Elle interroge le temps du regard, de la reconnaissance en mettant en relation des portraits de philosophe et le processus même de la composition de leur visibilité par des textes qu’ils ont écrit..
Dans une époque sans cesse décrite comme éprise de vitesse et d’oubli, notamment par la philosophie, cette oeuvre propose une approche temporelle du portrait de philosophes, une approche où il va falloir endurer le temps pour lire l’oeuvre, pour découvrir le visage qui s’y plisse.
Cette oeuvre propose l’expérience de la lecture du regard au sens où le portrait se compose de centaines de milliers de lettres qui apparaissant peu à peu génèrent le portrait en 3d. Ces lettres correspondent à  chaque pixel du portrait, et pour chaque portrait elles sont issues de passages de l’oeuvre du philosophe.
La réécriture de l’oeuvre dessine le visage. Image temps écrivait Gilles Deleuze, c’est dans le temps de la composition de l’image par un lettrisme lié aux pixels de la photographie que le regardeur devra pénétrer.
Le temps expérimenté amène à découvrir un autre visage que celui proposé par le portrait, un rythme photographique, une littéralité de l’image. L’analogie tissée, est celle de la liaison entre l’impression de la pensée et l’impression photographique. C’est l’écriture de l’auteur qui tisse son visage, et c’est le visage qui déforme l’écriture. Entrelacs de deux traces qui se diffractent, l’une, l’autre. Un jeu délicat se joue entre d’une part la possibilité de voir le portrait et d’autre part l’écriture. Plus l’écriture se marque, plus le portrait se forme, et plus la possibilité de lire s’efface. Le visage conditionne l’écriture, la tord, dimensionne sa présence.. Au contraire, moins l’écriture est apparue, plus des mots voire des phrases peuvent être saisies, moins le visage s’esquisse. L’écriture esquisse le visage, en donne la densité, c’est au creux des lettres, que l’ombre du visage se dessine.
Se donne à voir ainsi, le singulier calligramme d’un visage dont l’écriture — comme trace, restance
d’une présence — forme la trame, la chair. Cette réalisation en un sens pourrait s’inscrire alors
aussi bien dans l’horizon des peintures de Giuseppe Acimboloto, que d’Apollinaire, et de ses calligrammes.

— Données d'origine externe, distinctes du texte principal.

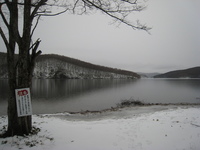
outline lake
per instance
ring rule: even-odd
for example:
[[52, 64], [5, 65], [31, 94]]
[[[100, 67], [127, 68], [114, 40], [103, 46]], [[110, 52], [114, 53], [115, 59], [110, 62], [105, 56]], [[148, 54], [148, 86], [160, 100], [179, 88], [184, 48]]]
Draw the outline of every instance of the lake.
[[[0, 80], [0, 115], [6, 114], [7, 80]], [[34, 114], [102, 110], [133, 98], [146, 103], [200, 103], [200, 79], [34, 79]]]

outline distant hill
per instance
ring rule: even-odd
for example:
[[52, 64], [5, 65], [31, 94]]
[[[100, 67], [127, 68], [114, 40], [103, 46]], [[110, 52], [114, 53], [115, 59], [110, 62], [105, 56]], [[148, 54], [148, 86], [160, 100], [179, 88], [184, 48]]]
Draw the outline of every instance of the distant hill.
[[164, 74], [156, 75], [154, 78], [200, 78], [200, 67], [170, 71]]
[[[0, 53], [0, 78], [6, 78], [6, 54]], [[137, 73], [91, 64], [78, 59], [55, 54], [40, 55], [36, 59], [34, 78], [140, 78]]]

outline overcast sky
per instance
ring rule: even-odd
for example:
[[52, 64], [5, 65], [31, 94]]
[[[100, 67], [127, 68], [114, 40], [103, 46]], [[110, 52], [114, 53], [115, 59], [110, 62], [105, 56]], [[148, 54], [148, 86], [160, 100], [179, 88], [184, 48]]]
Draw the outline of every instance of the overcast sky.
[[[148, 0], [131, 16], [152, 27], [151, 35], [112, 18], [62, 14], [40, 20], [34, 38], [43, 54], [59, 54], [134, 72], [167, 72], [200, 66], [200, 0]], [[5, 51], [0, 40], [1, 51]]]

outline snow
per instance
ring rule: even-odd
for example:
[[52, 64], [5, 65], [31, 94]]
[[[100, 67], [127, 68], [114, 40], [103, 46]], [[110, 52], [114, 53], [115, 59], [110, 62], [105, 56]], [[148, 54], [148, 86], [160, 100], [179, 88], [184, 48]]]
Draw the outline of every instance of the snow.
[[[199, 150], [200, 107], [158, 107], [140, 113], [125, 108], [109, 113], [33, 115], [33, 126], [41, 131], [0, 138], [0, 150]], [[0, 120], [1, 133], [7, 117]]]

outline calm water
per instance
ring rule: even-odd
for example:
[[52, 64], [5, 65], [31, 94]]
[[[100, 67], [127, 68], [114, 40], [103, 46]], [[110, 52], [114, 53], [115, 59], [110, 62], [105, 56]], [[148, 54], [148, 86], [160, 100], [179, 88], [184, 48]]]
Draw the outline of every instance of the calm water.
[[[7, 80], [0, 80], [0, 115], [6, 114]], [[101, 110], [133, 98], [147, 103], [200, 103], [200, 79], [35, 79], [34, 114]]]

Toutefois ce qui anime ce travail tient à la question de la mémoire, de la possibilité de voir le visage d’une pensée, de la trace.
Comment une pensée se donne-t-elle à travers le temps ? Dès Platon, cette question devient centrale
dans la philosophie. Dès Platon, au sens où, les trois- quart de ses dialogues sont introduits d’une manière indirecte. Cette question de la spectralité de la pensée, bien évidemment est au coeur de la recherche de certains des philosophes ici choisis : Derrida, Deleuze,
Lyotard, Lacoue-Labarthe; Nancy… Entre chaque visage, sont intercalés certains concepts essentiels de ces philosophes par rapport au temps. Ces concepts eux-mêmes ne se donnent pas immédiatement, mais ils obéissent au temps d’affichage d’une modélisation de pixels. La lenteur de leur apparition correspond à la lenteur de la construction conceptuelle en philosophie. L’esthétique choisie est celle de l’affichage des premiers moniteurs, point à point.

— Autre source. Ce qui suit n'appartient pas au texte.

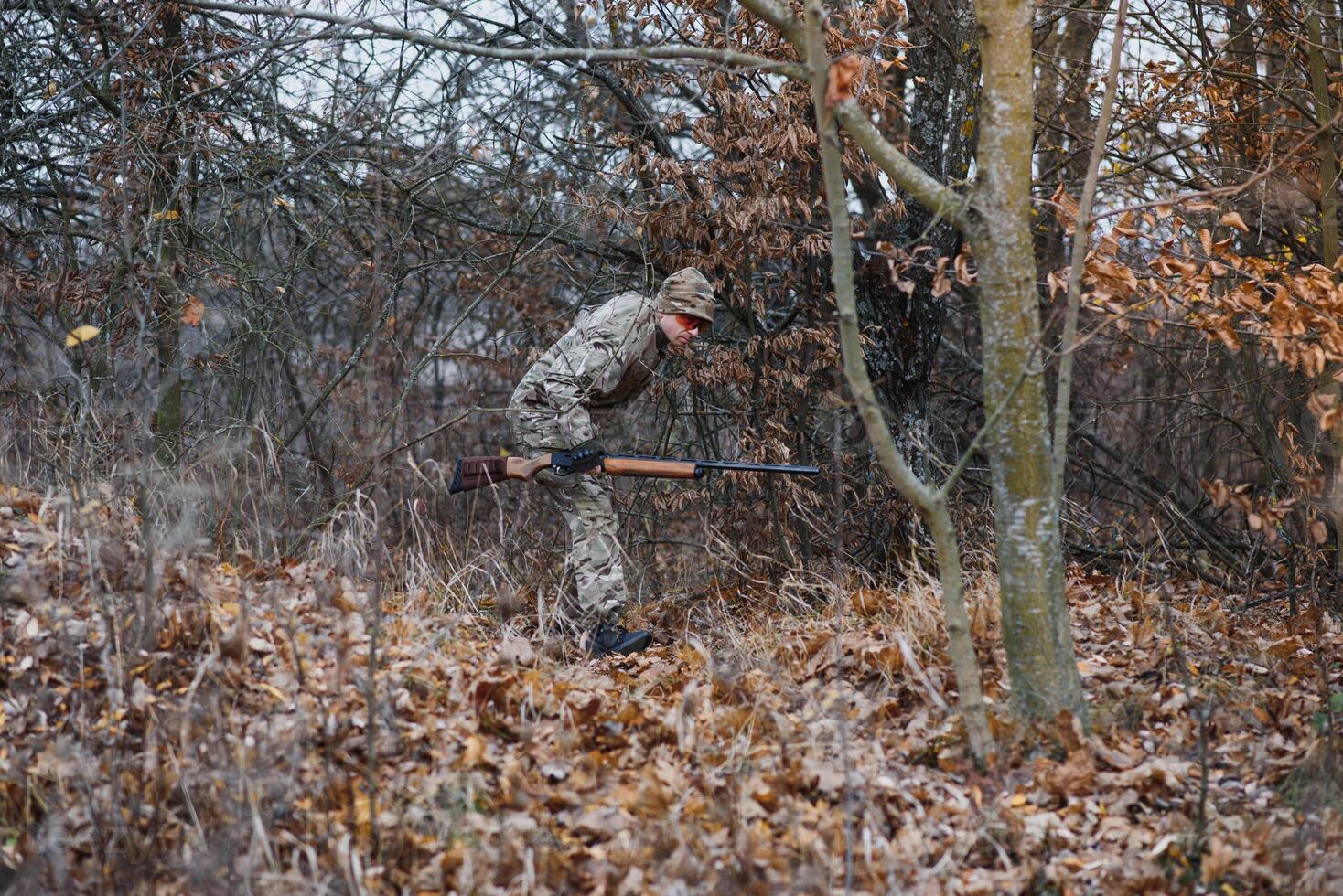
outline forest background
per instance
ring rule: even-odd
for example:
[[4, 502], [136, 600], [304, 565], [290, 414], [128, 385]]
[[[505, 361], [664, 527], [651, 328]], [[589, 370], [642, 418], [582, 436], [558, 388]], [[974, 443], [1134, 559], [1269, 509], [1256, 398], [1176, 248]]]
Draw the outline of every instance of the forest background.
[[[0, 16], [0, 887], [1336, 892], [1335, 4]], [[447, 482], [686, 264], [604, 441], [823, 475], [591, 663]]]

Il ne s’agit donc pas de rendre l’image, la copie d’un portrait, mais de concevoir une forme de spectralité.
Sa recomposition se fait par une forme d’étirement en 3D, de plissement de l’image par les lettres. Cette spectralité s’exprime dans le flou que compose les lettres, où les zones d’ombre de la
photographie se constituent comme lieu d’effritement du corps du visage, de sa consistance lettriste.
La specralité du visage qui est au centre de ce travail d’écriture photographique, est celui aussi de ce que nous ont transmis ces penseurs. Elle tient à des pensées qui ne cessent de revenir, tant
elles auront contribué à l’analyse critique d’une époque et d’une culture.
Ces visages ne se donnent ainsi que comme des traces, des revenants, et la représentation tout en appelant à entrer dans le labyrinthe des mots, cependant s’échappe quant à la possibilité de saisir tout ce qui a lieu.